Does allopurinol reduce pain of chronic pancreatitis?

Summary Conclusion A dosage of 300 mg/d of allopurinol was not effective in reducing pain or improving activities of daily living in chronic pancreatitis. Background Allopurinol prevents the generation of oxygen-derived free radicals by inhibiting xanthine oxidase. The purpose of this study was to determine whether allopurinol is effective in reducing pain of chronic pancreatitis. Methods Thirteen patients with chronic pancreatitis who were experiencing abdominal pain requiring medication at least three times each week entered a randomized, double-blind, two-period crossover clinical trial.
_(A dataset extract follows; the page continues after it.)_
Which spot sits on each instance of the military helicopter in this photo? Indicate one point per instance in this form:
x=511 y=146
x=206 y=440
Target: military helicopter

Patients evaluated their pain daily using a categorical pain intensity scale, numeric pain intensity scale, and a visual analog scale, and weekly completed a McGill Pain Questionnaire and activities of daily living (ADL) questionnaire. Results The mean baseline score of pain was approx 50% of most severe pain in all scoring systems. There was no significant decrease in pain associated with allopurinol compared to the placebo (p=0.24–0.75). In addition, there was no benefit in terms of ADL score associated with allopurinol compared with placebo (p=0.32). Mean uric acid level was decreased by 1.15 mg/dL while patients were taking allopurinol, compared to when they were taking placebo (p=0.007).